Robert Shafer is a national flat-picking guitar champion and upright bass player Will Carter is the founder of the Appalachian string band music festival held annually in Clifftop, WV, now in its 29th year.
Co-headlining the Red Hot Summer Tour is an eclectic band out of New York City, Banjo Nickaru and the Western Scooches. Nick Russo and Betina Hershey are the driving force of the band. Nick is a multi-instrumentalist and has played as a sideman with numerous groups in the city. Betina is a vocalist, lyricist and a dancer with plenty of experience on Broadway and in film.
Similar to Blue Yonder, Banjo Nickaru formed after Nick got a request to play at a festival . Using contacts acquired over the years, it didn’t take long to put together a group.
“I just put together the band on the spot when I got the call,” said Nick. “So we got all these great amazing New York City musicians played the gig.”
They liked the sound and decided to keep it going. Folk, Americana, and New Orleans jazz are among the genres that make up the band’s sound. They also incorporate elements of Gullah-Geechee, the music of the sea islands off the coast of South Carolina and Georgia.

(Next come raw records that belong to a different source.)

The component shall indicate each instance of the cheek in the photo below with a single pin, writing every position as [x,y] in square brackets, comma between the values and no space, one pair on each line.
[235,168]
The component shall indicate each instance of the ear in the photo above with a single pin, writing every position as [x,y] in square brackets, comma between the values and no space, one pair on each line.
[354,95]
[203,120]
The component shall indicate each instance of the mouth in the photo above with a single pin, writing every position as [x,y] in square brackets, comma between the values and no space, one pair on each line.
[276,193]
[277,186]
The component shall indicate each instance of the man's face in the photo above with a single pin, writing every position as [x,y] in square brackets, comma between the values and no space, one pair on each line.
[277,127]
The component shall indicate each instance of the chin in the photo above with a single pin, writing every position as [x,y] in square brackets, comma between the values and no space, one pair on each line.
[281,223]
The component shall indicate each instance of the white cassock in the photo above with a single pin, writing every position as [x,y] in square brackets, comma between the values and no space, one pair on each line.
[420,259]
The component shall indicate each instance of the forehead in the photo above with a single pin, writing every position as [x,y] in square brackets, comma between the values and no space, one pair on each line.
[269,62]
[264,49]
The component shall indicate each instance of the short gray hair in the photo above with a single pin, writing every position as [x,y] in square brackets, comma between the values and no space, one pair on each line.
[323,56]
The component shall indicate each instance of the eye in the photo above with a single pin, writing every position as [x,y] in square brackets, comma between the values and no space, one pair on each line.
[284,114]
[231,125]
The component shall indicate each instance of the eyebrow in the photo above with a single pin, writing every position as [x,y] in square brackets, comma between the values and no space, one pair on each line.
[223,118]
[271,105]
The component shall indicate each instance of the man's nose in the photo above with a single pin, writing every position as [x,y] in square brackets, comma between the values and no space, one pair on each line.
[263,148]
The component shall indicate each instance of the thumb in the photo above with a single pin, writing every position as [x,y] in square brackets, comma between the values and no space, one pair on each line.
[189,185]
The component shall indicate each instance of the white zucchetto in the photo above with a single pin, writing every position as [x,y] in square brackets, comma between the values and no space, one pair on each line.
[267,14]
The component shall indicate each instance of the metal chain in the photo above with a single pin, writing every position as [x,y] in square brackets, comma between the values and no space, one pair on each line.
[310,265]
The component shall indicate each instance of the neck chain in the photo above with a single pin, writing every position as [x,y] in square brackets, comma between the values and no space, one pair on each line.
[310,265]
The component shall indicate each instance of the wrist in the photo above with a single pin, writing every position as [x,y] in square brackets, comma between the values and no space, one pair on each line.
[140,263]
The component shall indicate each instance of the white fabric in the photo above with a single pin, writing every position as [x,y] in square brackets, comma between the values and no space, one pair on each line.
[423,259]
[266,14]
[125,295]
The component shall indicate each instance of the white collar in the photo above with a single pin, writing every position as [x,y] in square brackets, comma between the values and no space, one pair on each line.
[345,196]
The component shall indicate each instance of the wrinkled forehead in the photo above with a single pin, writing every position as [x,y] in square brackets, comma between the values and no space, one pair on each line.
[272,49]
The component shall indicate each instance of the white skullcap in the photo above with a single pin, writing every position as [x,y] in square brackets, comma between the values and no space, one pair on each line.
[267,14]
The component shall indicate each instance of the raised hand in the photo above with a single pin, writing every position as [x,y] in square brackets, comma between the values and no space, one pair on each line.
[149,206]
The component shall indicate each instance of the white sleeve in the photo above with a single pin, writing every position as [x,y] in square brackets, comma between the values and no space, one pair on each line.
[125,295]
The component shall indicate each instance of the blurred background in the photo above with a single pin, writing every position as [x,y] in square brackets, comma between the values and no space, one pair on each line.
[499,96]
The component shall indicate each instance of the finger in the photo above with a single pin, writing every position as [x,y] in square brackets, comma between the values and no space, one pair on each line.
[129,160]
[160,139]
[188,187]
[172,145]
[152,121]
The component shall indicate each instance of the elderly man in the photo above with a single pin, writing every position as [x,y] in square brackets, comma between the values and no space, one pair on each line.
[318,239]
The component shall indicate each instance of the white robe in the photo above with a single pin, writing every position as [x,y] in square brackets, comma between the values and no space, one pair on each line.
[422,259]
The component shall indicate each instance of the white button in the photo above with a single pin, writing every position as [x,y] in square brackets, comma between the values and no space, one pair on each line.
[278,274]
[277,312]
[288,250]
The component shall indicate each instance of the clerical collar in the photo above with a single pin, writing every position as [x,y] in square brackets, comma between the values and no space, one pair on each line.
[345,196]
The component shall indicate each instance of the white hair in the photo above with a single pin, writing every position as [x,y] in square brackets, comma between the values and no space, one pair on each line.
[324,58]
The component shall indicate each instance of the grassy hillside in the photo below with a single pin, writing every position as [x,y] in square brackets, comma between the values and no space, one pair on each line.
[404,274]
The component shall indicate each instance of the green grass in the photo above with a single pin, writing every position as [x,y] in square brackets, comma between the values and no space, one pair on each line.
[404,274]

“It’s very poly-rhythmic and of course all this comes from West African influence,” explains Nick. “When people talk about jazz coming out of New Orleans often they don’t talk about a lot of the slanted history where a lot of Africans and freed slaves alike were creating music in basements and in secrecy and a lot of the richness and culture comes out of the Sapelo Island and the Gullah-Geechee culture.”
You can hear that rhythmic influence in their cover of the folk song One Hundred Miles.
(music – One Hundred Miles)
That percussive beat is actually Nick stomping on the floor.
“The recording engineer put a microphone underneath the floor and he captured it in the studio which was below,” says Nick.
Betina says it’s always an adventure to see how a song develops.
“Whenever I write a song, the song comes out however it comes out,” she said. “And then Nick gets this idea like ‘hey we need a sitar on this or we need a harmonium on this’. I think about the chords and the lyrics and the melody and I’m always really, really pleased at all the textures and the emotional feelings that get layered on top of it when Nick’s thoughts come into it.”
The Red Hot Summer Tour is at the Pocahontas Opera House on Saturday, August 17th at 7:30pm. Tickets are $10.00 and are available at the 4th Avenue Gallery in Marlinton, at the door and online at Pocahontas Opera House dot org.